Lecturas de mujeres en el virreinato
Pese al auge de la imprenta mexicana, las tasas de alfabetización eran muy bajas durante el periodo virreinal, y aún más entre las mujeres. Tres fueron los factores que determinaron el perfil de esas lectoras: el contexto socioeconómico, su condición de mujer y la distinción racial, este último un rasgo significativo del caso novohispano. La tríada se convirtió en un elemento decisivo en la educación femenina.
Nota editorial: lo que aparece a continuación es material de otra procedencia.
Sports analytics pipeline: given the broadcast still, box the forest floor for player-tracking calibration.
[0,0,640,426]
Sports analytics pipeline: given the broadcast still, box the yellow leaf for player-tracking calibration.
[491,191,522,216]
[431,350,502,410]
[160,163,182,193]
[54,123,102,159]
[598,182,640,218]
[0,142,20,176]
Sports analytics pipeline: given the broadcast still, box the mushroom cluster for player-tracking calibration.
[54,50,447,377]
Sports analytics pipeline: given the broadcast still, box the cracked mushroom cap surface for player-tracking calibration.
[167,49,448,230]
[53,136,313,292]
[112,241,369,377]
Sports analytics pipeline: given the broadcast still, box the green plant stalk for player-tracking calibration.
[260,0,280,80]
Por un lado, aquellas familias que gozaban de una posición privilegiada eran las que le daban importancia a la educación de sus hijas y tenían, además, los medios para solventarla; por el otro, dicha formación era cuidadosamente vigilada y controlada en función de su género (y casta), tanto en la esfera pública como privada, y sometida al discurso masculino. Es por ello que existen pocos ejemplos de la época virreinal donde las mujeres se vinculan con los libros o la lectura. En esta obra en particular, se representa a la Virgen María niña siendo instruida por santa Ana y san Joaquín, sus padres.
La educación de la Virgen, anónimo, siglo xix, Museo de El Carmen.
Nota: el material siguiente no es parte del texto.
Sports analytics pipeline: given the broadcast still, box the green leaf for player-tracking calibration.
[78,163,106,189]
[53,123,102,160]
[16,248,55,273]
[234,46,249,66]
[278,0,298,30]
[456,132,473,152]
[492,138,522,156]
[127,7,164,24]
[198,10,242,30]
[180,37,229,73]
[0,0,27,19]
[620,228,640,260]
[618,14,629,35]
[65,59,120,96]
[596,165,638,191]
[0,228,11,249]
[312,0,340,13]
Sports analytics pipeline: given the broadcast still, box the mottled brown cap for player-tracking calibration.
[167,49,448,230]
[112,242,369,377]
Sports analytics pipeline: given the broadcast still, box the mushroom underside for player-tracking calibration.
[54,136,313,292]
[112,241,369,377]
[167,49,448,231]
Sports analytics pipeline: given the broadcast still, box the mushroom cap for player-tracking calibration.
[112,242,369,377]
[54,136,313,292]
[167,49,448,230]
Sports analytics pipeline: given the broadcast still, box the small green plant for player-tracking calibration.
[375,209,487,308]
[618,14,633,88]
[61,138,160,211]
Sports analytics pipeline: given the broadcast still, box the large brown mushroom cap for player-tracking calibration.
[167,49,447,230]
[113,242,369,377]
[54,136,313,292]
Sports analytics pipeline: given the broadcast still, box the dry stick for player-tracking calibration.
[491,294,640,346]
La práctica de la lectura se encontraba estrechamente vinculada al aprendizaje, la práctica y, sobre todo, la transmisión de los valores femeninos ideales (modestia, castidad y prudencia, entre otros), y el espacio idóneo para la propagación de las “las buenas costumbres” fueron los conventos y colegios. El tipo de textos que debían leer las mujeres fue una preocupación constante, aun así, tenemos constancia de lectoras que no sólo consumían las letras que “debían” sino que además procuraron hacer sus “escapadas literarias personales”. Esta pintura nos ubica en el contexto del convento de Santa Mónica de Puebla, donde una monja les enseña a las otras las constituciones que las rigen y las reglas que deben cumplir.
Monjas agustinas leyendo sus constituciones, anónimo, finales del siglo xviii, Museo de Santa Mónica, Puebla.
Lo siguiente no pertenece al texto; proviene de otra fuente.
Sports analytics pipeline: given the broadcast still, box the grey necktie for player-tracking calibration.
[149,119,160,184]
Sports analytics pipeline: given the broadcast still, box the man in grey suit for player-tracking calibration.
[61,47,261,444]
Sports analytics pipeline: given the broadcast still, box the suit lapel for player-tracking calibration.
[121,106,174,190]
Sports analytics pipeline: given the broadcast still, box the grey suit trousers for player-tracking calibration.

Durante la época virreinal la educación de las mujeres estaba suscrita al ámbito doméstico, ya que generalmente eran las madres quienes enseñaban a leer, escribir y contar a sus hijas, aunque había, además, maestras a domicilio. Las vidas de los santos, los devocionarios y libros piadosos eran los materiales apropiados para la instrucción de las niñas, y la lectura común para las mujeres de entonces. Las escuelas de catecismo y las escuelas de amigas estaban encabezadas por miembros del clero secular que brindaban conocimientos básicos de lectura, costura, tejido y bordado. Por el poco acceso a una educación especializada es que las representaciones de mujeres educando o leyendo se ciñen en su mayoría a los ámbitos familiares, como se aprecia en esta imagen impresa, en la cual santa Ana y su hija, la Virgen María, están atentas a las páginas de un libro.
Vida de la gloriosísima madre de la madre de Dios, y abuela de Jesuchristo señora santa Ana, Joseph Francisco Valdés, 1794, Herederos de Felipe de Zúñiga y Ontiveros, Biblioteca de la Universidad de las Américas Puebla.
La mayoría de las mujeres recibía una instrucción rudimentaria, basada en la religión y el buen comportamiento en el hogar. Aquellas que podían acceder a otros conocimientos pertenecían a estratos sociales acaudalados o se relacionaban con ellos. Juana de Asbaje, que todos conocemos mejor como sor Juana Inés de la Cruz tras tomar los hábitos de monja en el convento de San Jerónimo, es el ejemplo de una mujer que accedió a la educación. Nacida en una hacienda de San Miguel Nepantla, desde pequeña dio muestra de su capacidad y facilidad para el estudio. De niña aprendió a leer y también a hablar el náhuatl, por lo que fue enviada a la capital del virreinato para ser educada e integrarse a la corte del virrey Antonio Sebastián de Toledo, marqués de Mancera. Convencida de que no le interesaba el matrimonio, decidió hacer votos en el convento de San Jerónimo, donde le permitían estudiar, escribir y tener una biblioteca propia. Se dice que poseía cuatro mil libros, que al final de sus días vendió para dedicarse exclusivamente a las labores del convento. En este famoso retrato la vemos vestida como religiosa jerónima, con su biblioteca de fondo y con un libro sobre el cual posa sus dedos, reconociendo su quehacer intelectual y sus aportaciones a la cultura escrita de la época.
Sor Juana Inés de la Cruz, anónimo, siglo xviii, Museo Nacional de Historia, Castillo de Chapultepec.